As we all know, a change of policy rate has a big impact on the way people borrow. The decision made by the national bank has a major influence on the mortgages as well as private loans, and investment. Let’s take a look at how borrowing can sometimes cost you more.

1. More Increase Expected

For the last one and a half years, the Bank of Canada has tripled its Policy Interest-Rate, with an increase from 0.50% to 1.50%. The Board of the Canadian Central-Bank explains the main reason for the growth as GDP being low compared to the previsions made.

GDP growth prevision has been lowered from 2.2% to 2.0% for 2018, and today’s forecast for 2019 is only 2.1%. The Bank Rate is correspondingly 1.75% and the deposit rate is 1.25%.

2. A Major Risk

Higher interest rates are a real threat for Canada’s economy, as is evidenced by the high proportion of consumers in debt.

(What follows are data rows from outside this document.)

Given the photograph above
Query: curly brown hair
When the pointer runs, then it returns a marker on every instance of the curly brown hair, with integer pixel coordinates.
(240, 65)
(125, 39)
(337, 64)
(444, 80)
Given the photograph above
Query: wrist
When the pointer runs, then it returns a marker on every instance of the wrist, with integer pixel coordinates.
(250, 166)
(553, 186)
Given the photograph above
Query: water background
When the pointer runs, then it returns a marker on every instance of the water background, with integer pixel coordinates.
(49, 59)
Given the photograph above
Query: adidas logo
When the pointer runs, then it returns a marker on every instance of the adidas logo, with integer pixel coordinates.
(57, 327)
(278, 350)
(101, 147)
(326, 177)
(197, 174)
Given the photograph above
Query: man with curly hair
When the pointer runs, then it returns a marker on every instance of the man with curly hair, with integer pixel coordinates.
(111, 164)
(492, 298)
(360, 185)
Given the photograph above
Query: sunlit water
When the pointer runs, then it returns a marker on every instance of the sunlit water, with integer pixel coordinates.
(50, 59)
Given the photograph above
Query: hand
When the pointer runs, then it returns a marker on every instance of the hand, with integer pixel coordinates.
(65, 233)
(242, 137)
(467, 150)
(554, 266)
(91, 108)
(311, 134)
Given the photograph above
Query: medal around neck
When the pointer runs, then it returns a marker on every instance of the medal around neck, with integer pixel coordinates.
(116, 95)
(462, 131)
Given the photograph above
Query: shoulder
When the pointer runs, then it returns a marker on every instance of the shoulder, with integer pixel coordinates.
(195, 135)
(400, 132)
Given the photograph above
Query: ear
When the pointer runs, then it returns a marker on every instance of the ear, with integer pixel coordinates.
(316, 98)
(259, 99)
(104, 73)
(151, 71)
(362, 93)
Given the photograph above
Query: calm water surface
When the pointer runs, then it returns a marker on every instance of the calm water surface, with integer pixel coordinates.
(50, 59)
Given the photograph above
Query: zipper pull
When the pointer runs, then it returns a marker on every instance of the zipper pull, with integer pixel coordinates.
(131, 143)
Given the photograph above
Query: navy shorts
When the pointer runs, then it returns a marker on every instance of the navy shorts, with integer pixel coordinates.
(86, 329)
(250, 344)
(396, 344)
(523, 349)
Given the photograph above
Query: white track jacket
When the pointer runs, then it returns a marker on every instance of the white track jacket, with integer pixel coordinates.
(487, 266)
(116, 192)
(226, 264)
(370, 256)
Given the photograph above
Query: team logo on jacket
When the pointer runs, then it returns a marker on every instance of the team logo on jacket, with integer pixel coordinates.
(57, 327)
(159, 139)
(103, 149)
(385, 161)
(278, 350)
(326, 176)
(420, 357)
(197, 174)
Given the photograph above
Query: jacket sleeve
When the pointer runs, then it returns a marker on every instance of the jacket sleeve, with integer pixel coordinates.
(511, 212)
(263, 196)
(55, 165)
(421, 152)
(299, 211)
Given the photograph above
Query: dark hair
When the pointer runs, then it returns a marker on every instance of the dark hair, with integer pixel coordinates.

This may not impact Canadians with low-risk investments such as GICs as much, but the risk is still apparent no matter what. A vast majority of mortgage borrowers have secured their loans on fixed-rate, meaning the increase will severely affect the new borrowers after 2020, according to top prominent economists.

Homeowners with variable-rate mortgages have seen their rates explode over the last year. They only seem to switch on a fixed-rate, as they seem to provide certainty and security over the term of the loan.

3. Protective Regulation

As of January 1st of this year, the Federal government had initiated a “stress test” in order to protect borrowers from bankruptcy. This means that qualified applicants must prove they can afford the MQR rate of at least 5.34%. This mortgage qualifying rate is used to “stress test” mortgage borrowers.

As a matter of fact, we can notice that the number of mortgages fell by 3.4% in the second quarter of 2018 compared to a year earlier, as stress test rules out the young buyers. There is a decrease of 18% in millennial borrowers (aged from 24 to 38). Young ones are struggling to come up with a 20% down payment and to pass such tests.

4. Household Debt Creeps Higher And Higher

Credit market debt is at the highest, reaching 169.1% in the second quarter. In other words, this means that Canadians owed $1.69 in credit market for each dollar of household disposable income. Canadian households owed just over $2 trillion in total.

That number shows how indebted people are dependent on interest rates. The regulations requiring people to show they can service their debt at higher interest rates are a lifesaver in this case.

5. Support From Population Growth

Canada has one of the fastest growth rates of any of G8 nation. Expanding population has just surpassed 35 million, which represents a 1.2% increase over one year. Saskatoon and Regina are the two fastest growing metropolitan areas.

A record of nearly 400,000 people moved to Canada due to international migration. This supports demand for housing, and increases economic potential, but then leads to higher inflation and therefore higher interest rates.

6. A New Way To Support Growth?

The cannabis industry might have a boosting effect on economy due the very recent legalization of the recreational drug in the country. Toronto Dominion-Bank says it could add as much as $8 billion to the country’s economy. This should impact GDP in the final quarter of 2018, even if the bank admits that some of the cannabis-related trade is already accounted for in the economy. It will be interesting to follow the next events.